Objectives Since the beginning of the 21st century, driven by the integration of ship engineering and fluid mechanics technology, the research and development of large container ships and special ship types has become a key carrier to support global trade, energy transportation and port dredging. With the intelligent upgrading of the canal network, the ship 's navigation efficiency has been significantly improved while its navigation safety control has put forward higher requirements for the refined study of hydrodynamic characteristics. Therefore, the study of various hydrodynamic coefficients is particularly important, which is related to the advantages and disadvantages of ship maneuvering performance. The current research methods mainly include theoretical calculation, empirical formula, model test and numerical simulation. Model test and numerical simulation are two main research methods. The planar motion mechanism test provides the core experimental data for the study of dynamic hydrodynamic characteristics of ships through six-degree-of-freedom motion simulation. In view of the high cost and long period limitation of model experiments, numerical simulation technology has become an economical and efficient means of hydrodynamic coefficient research through turbulence model optimization and parallel computing.

Methods The naoe-FOAM-SJTU solver developed based on the open source platform OpenFOAM has the ability to handle dynamic overlapping grids. The solver integrates a self-developed multi-body six-degree-of-freedom motion solver module, which can be used to completely simulate various working conditions in the ship planar motion mechanism test and realize the full dynamic coupling analysis of fluid and moving body. In terms of grid processing, the Suggar++ overlapping grid interpolation program is used to generate Domain Connectivity Information, which ensures the accurate transmission and stable coupling of flow field data between overlapping grids. In this study, the dynamic overset grid method is used, combined with the unsteady RANS equation and SST k-ω turbulence model for numerical simulation. The SST k-ω model effectively combines the high accuracy of the k-ω model in the near-wall region and the robustness of the k-ε model in the far-field flow by solving the RANS equation in a closed form. The model significantly improves the prediction accuracy of complex flows, especially separated flows, by introducing a mixing function and constraining the viscosity of turbulent vortices. Based on the above numerical methods, we carried out a systematic hydrodynamic numerical simulation and analysis of the swaying motion of the KVLCC1 ship model in deep water and shallow water environment with different water depth draft ratios.

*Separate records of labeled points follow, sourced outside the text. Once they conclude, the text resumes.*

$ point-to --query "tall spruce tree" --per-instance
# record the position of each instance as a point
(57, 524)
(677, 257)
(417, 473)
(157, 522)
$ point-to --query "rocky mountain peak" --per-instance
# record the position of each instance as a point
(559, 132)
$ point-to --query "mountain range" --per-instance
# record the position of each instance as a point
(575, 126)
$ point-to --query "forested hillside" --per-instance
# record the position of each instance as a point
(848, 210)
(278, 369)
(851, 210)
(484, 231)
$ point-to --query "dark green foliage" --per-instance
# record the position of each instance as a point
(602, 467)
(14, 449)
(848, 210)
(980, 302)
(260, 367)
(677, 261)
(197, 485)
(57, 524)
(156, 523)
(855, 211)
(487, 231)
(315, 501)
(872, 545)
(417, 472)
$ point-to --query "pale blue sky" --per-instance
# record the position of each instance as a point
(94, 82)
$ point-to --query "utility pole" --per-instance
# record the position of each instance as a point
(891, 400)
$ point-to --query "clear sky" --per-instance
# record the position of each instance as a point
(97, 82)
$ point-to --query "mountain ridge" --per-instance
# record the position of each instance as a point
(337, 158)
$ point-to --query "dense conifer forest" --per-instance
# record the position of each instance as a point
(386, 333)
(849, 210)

Results The comparison with the experimental results shows that the errors of sway force amplitude, yaw moment amplitude and phase angle with the experimental values are mostly about 5 %, which verifies the feasibility of using the overlapping grid method to calculate the ship hydrodynamic force. This result further verifies that the selected calculation model can accurately reflect the actual situation and ensure the effectiveness and credibility of numerical simulation in engineering applications. In the deep and shallow waters, the hydrodynamic coefficient in shallow water is significantly greater than that in deep water, which is closely related to the shallow water effect, which will lead to the deterioration of the maneuverability of the ship in shallow water. Especially in the large steering, the maneuverability of the ship may be seriously affected, and the amplitude of the sway force and the amplitude of the yaw moment are linearly related to the dimensionless quantity v' of the sway velocity amplitude. The shallow water effect can significantly increase the flow velocity on both sides of the hull and the bottom of the ship. For the area where the flow velocity gradient increases, the area with faster flow velocity in deep water is mainly concentrated in the bow and stern position, and the shallow water is distributed throughout the bottom of the ship. In the deep water environment, the velocity distribution of the section behind the stern is more stable than that in the shallow water. As far as the wake behind the ship is concerned, the wake is relatively stable and fully developed under deep water conditions, and the shape is more regular than that under shallow water conditions. In the shallow water condition, the low velocity and low pressure area in the wake is more than that in the deep water condition, which is caused by the insufficient development of the wake due to the limited space in the z direction. The forebody bilge vortex also has insufficient development due to the limited vertical space under shallow water conditions.

Conclusions The research can provide reference for ship maneuverability analysis.